また、人脈を構築するという任務は一つ忘れちゃいかぬところだと思います。その地域において日本の一番代表者は全権大使になるということになれば、人間関係を構築すると同時に、その地域、場所にもよりましょうけれども、情報収集というのは非常に大きな仕事になってくると思います。
いろいろその他あろうと思いますが、今、経済関係ということが多くなってくると、日本の企業というのは随分出ておりますので、その企業というものがその国において活動がしやすいようにしてやるということも、在留邦人の保護と同時に企業の支援ということも、これは回り回って日本の国益に資することでもあろうと存じますので、これも忘れちゃいかぬ大事なところです。

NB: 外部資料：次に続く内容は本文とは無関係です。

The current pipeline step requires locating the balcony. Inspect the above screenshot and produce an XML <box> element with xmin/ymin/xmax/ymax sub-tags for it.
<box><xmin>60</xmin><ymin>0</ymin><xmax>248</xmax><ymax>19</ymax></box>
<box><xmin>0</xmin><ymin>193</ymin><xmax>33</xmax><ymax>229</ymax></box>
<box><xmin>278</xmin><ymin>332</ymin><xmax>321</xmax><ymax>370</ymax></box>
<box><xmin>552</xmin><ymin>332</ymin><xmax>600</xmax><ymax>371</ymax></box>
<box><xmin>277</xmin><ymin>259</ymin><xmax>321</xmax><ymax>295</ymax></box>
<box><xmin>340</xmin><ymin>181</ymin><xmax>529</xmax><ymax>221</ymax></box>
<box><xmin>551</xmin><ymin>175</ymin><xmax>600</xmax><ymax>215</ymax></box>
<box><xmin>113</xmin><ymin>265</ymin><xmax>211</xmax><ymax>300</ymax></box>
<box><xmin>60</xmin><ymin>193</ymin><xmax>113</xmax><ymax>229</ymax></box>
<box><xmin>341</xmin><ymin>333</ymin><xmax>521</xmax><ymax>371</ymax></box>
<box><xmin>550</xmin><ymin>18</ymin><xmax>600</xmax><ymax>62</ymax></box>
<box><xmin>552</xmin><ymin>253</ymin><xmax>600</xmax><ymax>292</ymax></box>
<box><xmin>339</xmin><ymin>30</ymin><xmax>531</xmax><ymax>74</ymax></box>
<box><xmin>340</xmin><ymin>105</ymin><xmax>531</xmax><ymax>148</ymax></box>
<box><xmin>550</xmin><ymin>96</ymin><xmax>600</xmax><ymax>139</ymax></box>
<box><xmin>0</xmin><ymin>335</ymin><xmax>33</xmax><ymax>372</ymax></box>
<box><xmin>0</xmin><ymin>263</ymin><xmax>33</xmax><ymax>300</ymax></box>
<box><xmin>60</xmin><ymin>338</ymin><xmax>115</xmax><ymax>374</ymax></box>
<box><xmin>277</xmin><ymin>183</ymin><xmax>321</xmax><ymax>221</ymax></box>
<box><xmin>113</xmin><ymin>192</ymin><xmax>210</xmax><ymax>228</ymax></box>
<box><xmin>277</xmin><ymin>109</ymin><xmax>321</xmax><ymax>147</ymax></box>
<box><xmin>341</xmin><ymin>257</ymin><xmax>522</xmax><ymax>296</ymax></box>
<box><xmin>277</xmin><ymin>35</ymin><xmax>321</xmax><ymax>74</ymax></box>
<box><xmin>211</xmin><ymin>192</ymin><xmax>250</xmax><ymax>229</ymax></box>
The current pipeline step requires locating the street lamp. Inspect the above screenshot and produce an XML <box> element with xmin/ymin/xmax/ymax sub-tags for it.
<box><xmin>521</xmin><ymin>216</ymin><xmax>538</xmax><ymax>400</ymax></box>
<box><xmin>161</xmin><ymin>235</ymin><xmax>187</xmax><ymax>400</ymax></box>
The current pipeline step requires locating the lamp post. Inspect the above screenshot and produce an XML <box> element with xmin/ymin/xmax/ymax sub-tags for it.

加えて最近、あの危なっかしいところにも随分多くの日本人が、仕事柄行く人もいらっしゃるし、巻き込まれる方もいらっしゃるし、いろいろな方々がいらっしゃいますので、そういった邦人渡航者に関する保護とか、キルギスタンみたいな話もありますので、そういった意味では、実に幅広い任務というのがあろうと存じます。
最後になりますけれども、加えて、広報活動というのを随分やり始める必要のあるところ、日本という国のブランド、イメージ、そういったものを売り出していく必要があろうと思います。今、こちらからも人を出したり送ったりしていますけれども、文化交流というところも、これは何も能とか歌舞伎とか狂言とかいうものばかり以外、音楽もスポーツも、また、いわゆるサブカルチャーと言われる分野に至るまで、いろいろなところで交流の推進ということが必要になってきておりますので、大使の任務というのは、私らが子供のときに知っているころの大使に比べて、今の方がよほど幅広く活躍を要求されているというようなことになってきておるのではないか、そのような感じは持っております。